One of these questions is the effect that a competing professional sports franchise will have on the city’s current pro sports team, the Winnipeg Blue Bombers of the Canadian Football League.
A recent report by The Globe and Mail on the viability of an NHL team in Winnipeg named the presence of the Bombers as the biggest factor in the Jets’ success. According to the author, to support a NHL team, a Canadian city would need a population of roughly 800,000, compared to only 250,000 for a CFL team.
Immediately this raises red flags, as the population of Winnipeg is approximately 750,000 people. The article goes on to state that it is likely that the sports fans of the cities will have to decide between the two teams; those who pay for one team’s season tickets will not be able to afford the others, and vice versa.
This represents a potential loss of revenue that, while potentially dangerous to the Jets, could be fatal to the Bombers. Both leagues are heavily driven by attendance and ticket sales, but this is even more true in the case of the CFL, which lacks substantial television revenue and—for the seven teams not named the Roughriders—merchandise sales.
It is of note to mention that the Blue Bombers only sell out last year was the Banjo Bowl against the Roughriders, and in some games they played to as little as 22,000 people. Now, obviously, the changes in attendance can be attributed to several things; the weather at the end of the season, a lack of interest due to a poor season, etc., but these figures should represent a scare for a franchise that usually spends every year walking a thin line between profit and loss.
These attendance issues could potentially become worse if the Jets return next year. Hockey reigns supreme in Canada and despite Canadian football’s popularity in the region no one will suggest that the Bombers will be able to compete with the Jets for Winnipegger’s interest.
The Blue Bombers will be facing an uphill battle for revenue and interest and could potentially be relegated to also-rans in the city’s sports community.
That’s not to say the team will be in any danger of leaving Winnipeg.

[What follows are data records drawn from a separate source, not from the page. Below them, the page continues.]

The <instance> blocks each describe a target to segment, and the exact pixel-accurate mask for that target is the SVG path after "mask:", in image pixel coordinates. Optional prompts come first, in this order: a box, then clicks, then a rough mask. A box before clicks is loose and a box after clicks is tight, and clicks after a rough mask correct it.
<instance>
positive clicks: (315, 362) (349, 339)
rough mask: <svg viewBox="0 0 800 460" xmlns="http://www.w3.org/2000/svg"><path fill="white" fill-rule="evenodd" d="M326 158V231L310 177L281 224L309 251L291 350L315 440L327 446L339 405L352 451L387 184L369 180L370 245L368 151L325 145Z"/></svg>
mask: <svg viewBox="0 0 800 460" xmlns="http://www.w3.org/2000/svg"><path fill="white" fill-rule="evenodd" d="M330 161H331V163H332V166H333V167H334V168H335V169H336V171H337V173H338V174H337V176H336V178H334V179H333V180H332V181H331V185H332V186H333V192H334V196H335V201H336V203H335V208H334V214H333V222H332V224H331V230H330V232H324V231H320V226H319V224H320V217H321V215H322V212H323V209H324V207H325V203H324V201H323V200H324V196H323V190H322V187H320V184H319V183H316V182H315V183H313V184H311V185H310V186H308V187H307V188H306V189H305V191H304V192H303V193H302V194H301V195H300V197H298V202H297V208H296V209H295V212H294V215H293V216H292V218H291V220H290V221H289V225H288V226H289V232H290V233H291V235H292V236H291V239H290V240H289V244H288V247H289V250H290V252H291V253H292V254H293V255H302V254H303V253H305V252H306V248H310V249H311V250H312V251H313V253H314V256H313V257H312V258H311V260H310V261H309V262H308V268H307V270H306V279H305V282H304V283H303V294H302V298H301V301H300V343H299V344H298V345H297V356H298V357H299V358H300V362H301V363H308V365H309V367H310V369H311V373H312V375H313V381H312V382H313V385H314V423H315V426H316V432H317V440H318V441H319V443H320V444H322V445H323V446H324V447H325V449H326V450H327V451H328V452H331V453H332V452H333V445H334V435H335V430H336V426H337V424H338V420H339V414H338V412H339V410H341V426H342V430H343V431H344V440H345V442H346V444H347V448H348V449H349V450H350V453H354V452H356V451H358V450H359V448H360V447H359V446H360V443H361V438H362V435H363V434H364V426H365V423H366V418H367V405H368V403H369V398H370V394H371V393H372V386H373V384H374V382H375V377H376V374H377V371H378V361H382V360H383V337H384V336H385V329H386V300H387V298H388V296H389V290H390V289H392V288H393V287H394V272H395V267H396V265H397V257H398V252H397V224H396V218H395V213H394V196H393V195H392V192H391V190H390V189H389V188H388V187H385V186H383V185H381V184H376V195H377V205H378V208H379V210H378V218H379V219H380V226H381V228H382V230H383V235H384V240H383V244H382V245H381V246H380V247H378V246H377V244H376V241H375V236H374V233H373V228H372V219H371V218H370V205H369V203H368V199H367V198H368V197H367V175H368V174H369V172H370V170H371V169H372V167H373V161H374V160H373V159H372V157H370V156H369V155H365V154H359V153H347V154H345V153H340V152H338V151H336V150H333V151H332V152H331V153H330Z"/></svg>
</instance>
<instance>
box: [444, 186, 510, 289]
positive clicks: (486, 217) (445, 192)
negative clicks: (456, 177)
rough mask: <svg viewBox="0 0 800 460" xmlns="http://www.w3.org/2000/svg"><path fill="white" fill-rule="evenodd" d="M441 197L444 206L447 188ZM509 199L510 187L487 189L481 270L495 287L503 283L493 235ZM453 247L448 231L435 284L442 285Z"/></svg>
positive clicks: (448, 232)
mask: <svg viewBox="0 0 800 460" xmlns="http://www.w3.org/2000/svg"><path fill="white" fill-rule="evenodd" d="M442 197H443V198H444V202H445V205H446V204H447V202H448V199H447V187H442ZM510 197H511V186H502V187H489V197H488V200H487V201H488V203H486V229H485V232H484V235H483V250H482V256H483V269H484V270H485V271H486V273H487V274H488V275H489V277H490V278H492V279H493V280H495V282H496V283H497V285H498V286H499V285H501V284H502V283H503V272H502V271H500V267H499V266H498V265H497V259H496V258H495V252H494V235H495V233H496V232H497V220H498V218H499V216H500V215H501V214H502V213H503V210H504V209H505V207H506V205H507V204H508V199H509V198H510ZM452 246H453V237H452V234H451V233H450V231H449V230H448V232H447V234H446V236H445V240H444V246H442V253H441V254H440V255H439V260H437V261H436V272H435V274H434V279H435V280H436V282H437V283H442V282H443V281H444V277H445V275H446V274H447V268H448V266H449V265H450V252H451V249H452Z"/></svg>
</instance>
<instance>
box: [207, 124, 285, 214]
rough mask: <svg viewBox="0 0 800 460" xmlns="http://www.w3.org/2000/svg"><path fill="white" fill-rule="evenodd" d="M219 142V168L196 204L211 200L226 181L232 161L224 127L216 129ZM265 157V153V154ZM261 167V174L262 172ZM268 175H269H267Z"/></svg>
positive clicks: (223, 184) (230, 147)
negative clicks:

Construction for the team’s new stadium has already begun and, despite the fact the team does not sell out, they currently have one of the more stable ownerships in the league.
The chances of the team having to move or fold are as likely at this point as an owner stepping in and keeping the Thrashers in Atlanta. However, all fans need to be aware that, with the arrival of the Jets will come new difficulties and hardships for a team that is barely profitable in the years when they make the Grey Cup.
And these difficulties could bring about bad times for the Bombers and the CFL.